Sally lo ringraziò con la solita rassegnazione cupa e senza lacrime. «Cosa diranno le persone per bene quando sapranno chi sono?», domandò infine.

«Non hanno alcun diritto di sapere chi sei, e non lo verranno a sapere».

«Ah, si torna sempre allo stesso punto!», disse. «Sarete costretto a ingannare le persone per bene o non potrete fare niente per me. Amelius avrebbe fatto meglio a lasciarmi dov’ero! Lì non disonoravo nessuno, e non ero un peso per nessuno. A modo loro, il freddo, la fame e i maltrattamenti possono essere a volte amici più compassionevoli. Se fossi rimasta con loro, a quest’ora mi avrebbero già seppellita». Poi si voltò verso Rufus, prima ancora che potesse dire una parola. «Non sono un’ingrata, signore. Ci penserò, come mi avete detto, e farò quello che può fare una povera sciocca per meritare l’interesse che avete mostrato per me». Portò infine una mano sul capo, con una smorfia di sofferenza. «Ho una specie di dolore qui», disse. «Mi fa venire in mente la vita che facevo un tempo, quando a volte mi picchiavano sulla testa. Vi dispiace se vado a sdraiarmi un pochino, da sola?».

Rufus le prese la mano e gliela strinse forte, in silenzio. Sally si voltò di nuovo verso di lui mentre apriva la porta della sua stanza. «Non angosciate Amelius», disse. «Posso sopportare tutto, ma non questo».

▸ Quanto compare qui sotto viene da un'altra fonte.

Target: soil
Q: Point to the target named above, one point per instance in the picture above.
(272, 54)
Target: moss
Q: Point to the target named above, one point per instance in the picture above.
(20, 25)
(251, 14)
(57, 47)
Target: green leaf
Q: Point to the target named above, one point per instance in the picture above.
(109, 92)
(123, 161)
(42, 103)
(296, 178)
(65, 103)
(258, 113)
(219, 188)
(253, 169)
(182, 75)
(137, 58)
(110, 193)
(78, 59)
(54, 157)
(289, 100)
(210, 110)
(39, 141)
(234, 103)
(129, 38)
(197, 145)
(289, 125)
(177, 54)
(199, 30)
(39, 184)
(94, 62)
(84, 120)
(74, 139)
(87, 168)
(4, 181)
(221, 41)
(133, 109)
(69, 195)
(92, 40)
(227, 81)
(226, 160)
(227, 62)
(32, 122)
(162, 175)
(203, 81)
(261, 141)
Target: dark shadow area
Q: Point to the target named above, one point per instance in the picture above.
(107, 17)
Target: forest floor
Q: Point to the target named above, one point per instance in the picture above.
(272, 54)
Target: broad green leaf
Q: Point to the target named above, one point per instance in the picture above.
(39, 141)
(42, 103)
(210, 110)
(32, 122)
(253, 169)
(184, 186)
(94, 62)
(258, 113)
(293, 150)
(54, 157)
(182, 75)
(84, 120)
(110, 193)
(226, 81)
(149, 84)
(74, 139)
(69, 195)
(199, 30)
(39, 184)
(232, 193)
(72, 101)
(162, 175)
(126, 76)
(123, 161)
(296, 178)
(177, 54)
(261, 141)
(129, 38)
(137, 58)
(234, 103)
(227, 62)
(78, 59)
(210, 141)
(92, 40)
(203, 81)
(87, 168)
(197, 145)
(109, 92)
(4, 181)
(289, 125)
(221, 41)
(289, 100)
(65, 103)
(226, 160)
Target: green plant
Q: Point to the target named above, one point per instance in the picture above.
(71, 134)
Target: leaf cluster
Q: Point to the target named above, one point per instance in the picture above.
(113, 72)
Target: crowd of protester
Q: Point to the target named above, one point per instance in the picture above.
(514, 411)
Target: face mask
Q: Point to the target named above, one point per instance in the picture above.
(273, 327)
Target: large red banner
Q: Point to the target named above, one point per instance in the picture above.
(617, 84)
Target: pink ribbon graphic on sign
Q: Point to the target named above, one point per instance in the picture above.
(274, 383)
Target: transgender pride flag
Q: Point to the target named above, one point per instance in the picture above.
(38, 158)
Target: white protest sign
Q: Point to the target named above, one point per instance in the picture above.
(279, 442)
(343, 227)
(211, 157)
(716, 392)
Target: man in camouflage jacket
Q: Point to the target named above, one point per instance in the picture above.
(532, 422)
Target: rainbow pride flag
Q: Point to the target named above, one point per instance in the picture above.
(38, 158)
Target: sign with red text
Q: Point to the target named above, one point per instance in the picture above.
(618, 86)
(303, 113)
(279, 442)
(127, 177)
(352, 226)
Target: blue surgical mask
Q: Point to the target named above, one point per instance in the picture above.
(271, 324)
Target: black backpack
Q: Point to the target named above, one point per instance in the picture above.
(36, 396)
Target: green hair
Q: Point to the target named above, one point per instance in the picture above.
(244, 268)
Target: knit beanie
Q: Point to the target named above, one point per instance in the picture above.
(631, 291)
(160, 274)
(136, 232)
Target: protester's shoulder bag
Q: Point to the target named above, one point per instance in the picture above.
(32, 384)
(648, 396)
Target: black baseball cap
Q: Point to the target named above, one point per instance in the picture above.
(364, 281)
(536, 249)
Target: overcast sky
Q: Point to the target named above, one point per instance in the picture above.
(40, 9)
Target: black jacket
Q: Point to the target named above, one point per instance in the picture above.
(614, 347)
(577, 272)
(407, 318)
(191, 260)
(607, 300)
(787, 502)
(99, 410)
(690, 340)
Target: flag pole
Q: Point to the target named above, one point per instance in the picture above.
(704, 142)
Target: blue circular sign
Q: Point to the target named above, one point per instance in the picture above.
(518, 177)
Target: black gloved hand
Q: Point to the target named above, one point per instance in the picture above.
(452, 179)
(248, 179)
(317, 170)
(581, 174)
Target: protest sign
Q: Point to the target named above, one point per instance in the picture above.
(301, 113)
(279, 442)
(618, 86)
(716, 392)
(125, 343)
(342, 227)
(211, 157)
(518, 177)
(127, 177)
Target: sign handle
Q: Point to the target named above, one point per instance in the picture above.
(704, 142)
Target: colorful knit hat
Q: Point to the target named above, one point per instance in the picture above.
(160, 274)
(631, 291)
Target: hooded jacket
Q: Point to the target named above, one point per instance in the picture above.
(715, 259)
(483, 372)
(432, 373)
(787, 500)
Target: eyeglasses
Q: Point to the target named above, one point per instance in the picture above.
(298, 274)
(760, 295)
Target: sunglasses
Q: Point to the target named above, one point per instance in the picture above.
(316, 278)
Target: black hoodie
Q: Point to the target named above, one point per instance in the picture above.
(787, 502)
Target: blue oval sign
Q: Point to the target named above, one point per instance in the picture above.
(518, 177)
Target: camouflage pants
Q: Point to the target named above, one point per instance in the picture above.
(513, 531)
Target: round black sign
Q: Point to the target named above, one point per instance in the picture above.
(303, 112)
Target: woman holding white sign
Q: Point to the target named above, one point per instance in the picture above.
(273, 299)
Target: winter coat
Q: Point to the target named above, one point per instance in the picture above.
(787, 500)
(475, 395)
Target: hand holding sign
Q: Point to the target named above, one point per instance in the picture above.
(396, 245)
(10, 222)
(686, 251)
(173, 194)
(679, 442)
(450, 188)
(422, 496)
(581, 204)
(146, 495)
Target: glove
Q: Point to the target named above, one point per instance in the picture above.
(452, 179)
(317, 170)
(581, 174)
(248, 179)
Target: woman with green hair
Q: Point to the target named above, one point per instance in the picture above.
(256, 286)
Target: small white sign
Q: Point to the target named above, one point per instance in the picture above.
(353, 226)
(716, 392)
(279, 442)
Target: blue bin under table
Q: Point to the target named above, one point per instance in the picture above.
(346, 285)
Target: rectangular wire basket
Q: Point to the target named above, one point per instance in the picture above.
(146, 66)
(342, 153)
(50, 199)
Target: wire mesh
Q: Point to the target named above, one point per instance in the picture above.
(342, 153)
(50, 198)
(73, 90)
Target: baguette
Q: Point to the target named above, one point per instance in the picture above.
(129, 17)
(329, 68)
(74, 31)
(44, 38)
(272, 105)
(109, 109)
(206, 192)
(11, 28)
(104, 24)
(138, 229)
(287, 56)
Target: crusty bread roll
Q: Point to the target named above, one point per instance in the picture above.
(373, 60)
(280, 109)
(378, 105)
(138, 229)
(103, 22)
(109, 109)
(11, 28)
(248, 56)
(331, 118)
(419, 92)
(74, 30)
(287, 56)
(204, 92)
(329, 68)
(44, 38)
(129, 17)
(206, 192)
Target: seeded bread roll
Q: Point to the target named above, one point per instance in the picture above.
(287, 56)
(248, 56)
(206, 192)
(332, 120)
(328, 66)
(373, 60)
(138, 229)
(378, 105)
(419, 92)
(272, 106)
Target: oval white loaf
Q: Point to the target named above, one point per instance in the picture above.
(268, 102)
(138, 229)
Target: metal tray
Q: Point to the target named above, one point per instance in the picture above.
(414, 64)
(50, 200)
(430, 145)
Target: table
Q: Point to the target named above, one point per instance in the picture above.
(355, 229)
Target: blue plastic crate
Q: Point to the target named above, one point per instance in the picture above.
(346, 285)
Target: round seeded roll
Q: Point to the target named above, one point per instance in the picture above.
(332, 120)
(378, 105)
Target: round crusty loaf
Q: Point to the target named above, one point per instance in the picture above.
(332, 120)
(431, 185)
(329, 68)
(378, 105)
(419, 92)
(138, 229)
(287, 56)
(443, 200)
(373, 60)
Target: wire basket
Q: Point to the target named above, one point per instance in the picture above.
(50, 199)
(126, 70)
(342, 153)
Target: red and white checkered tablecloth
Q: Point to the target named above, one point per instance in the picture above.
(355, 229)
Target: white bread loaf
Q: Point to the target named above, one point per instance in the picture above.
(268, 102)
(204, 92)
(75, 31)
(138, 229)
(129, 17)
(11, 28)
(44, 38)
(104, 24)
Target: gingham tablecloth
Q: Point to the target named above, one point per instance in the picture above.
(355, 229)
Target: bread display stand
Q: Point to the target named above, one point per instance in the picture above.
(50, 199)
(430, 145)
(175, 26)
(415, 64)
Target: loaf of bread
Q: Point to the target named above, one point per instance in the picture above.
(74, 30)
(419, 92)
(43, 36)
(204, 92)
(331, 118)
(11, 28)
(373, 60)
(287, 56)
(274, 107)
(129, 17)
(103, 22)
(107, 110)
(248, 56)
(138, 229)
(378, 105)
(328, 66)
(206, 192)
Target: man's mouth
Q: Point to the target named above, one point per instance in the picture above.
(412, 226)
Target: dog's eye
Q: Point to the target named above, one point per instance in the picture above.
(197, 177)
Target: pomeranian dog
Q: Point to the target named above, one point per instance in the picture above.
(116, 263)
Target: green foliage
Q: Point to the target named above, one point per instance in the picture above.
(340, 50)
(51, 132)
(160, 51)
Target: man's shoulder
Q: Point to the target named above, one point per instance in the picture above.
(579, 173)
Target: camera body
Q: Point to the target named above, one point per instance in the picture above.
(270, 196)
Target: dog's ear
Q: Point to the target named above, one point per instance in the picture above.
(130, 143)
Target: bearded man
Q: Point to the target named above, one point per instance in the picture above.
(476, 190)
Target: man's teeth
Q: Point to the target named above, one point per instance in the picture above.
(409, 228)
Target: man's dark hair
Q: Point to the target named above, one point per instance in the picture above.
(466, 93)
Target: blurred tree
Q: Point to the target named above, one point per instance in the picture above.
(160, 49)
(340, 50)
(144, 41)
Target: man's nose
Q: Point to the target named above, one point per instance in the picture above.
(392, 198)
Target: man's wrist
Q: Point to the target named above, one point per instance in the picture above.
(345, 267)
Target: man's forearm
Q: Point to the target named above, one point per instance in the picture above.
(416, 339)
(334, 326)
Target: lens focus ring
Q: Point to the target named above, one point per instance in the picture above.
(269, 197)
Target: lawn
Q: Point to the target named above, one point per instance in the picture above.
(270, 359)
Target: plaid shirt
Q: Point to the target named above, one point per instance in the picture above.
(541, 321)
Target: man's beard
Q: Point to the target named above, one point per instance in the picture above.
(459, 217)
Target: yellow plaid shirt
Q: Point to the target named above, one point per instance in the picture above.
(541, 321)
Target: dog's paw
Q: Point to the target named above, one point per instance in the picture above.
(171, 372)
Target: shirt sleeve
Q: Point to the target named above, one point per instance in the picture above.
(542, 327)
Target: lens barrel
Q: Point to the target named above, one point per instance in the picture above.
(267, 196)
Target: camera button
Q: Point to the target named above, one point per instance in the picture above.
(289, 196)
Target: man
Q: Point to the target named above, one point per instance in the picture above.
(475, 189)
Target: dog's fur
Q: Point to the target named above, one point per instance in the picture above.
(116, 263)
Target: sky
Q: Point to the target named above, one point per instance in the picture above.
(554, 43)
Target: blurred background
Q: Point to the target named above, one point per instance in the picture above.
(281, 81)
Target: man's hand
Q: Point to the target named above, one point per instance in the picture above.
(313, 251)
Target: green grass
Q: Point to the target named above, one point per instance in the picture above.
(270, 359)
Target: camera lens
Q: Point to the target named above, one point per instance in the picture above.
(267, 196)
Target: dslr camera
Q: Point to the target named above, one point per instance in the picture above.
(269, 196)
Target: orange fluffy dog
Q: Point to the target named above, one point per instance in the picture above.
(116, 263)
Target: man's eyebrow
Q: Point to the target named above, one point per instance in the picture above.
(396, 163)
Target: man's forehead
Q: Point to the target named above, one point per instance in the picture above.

Una volta rimasto solo in biblioteca, Rufus prese a camminare avanti e indietro senza tregua, mosso da uno stato di irrequietezza. «Sono stato costretto a farlo», rifletteva. «Dovrei essere soddisfatto di me stesso, ma non lo sono. Il mondo è veramente duro con le donne, e i diritti della proprietà sono una pessima scusante!».

All’improvviso la porta che dava sul corridoio si spalancò. Amelius entrò nella stanza. Sembrava accaldato e furibondo, rifiutò perfino di stringere la mano di Rufus.

«Che storia è quella che mi ha raccontato Toff? Pare che tu ti sia introdotto qui di forza mentre c’era Sally. Ci sono dei limiti alla libertà che uno può concedersi in casa di un amico».

«Ben detto», disse Rufus con calma. «Ma se uno non si prendesse certe libertà, mi pare che gli verrebbero tenute nascoste parecchie cose. Sally si trovava alla Casa di Accoglienza, l’ultima volta che ti ho visto, e nessuno mi aveva avvertito che l’avrei trovata in questa stanza».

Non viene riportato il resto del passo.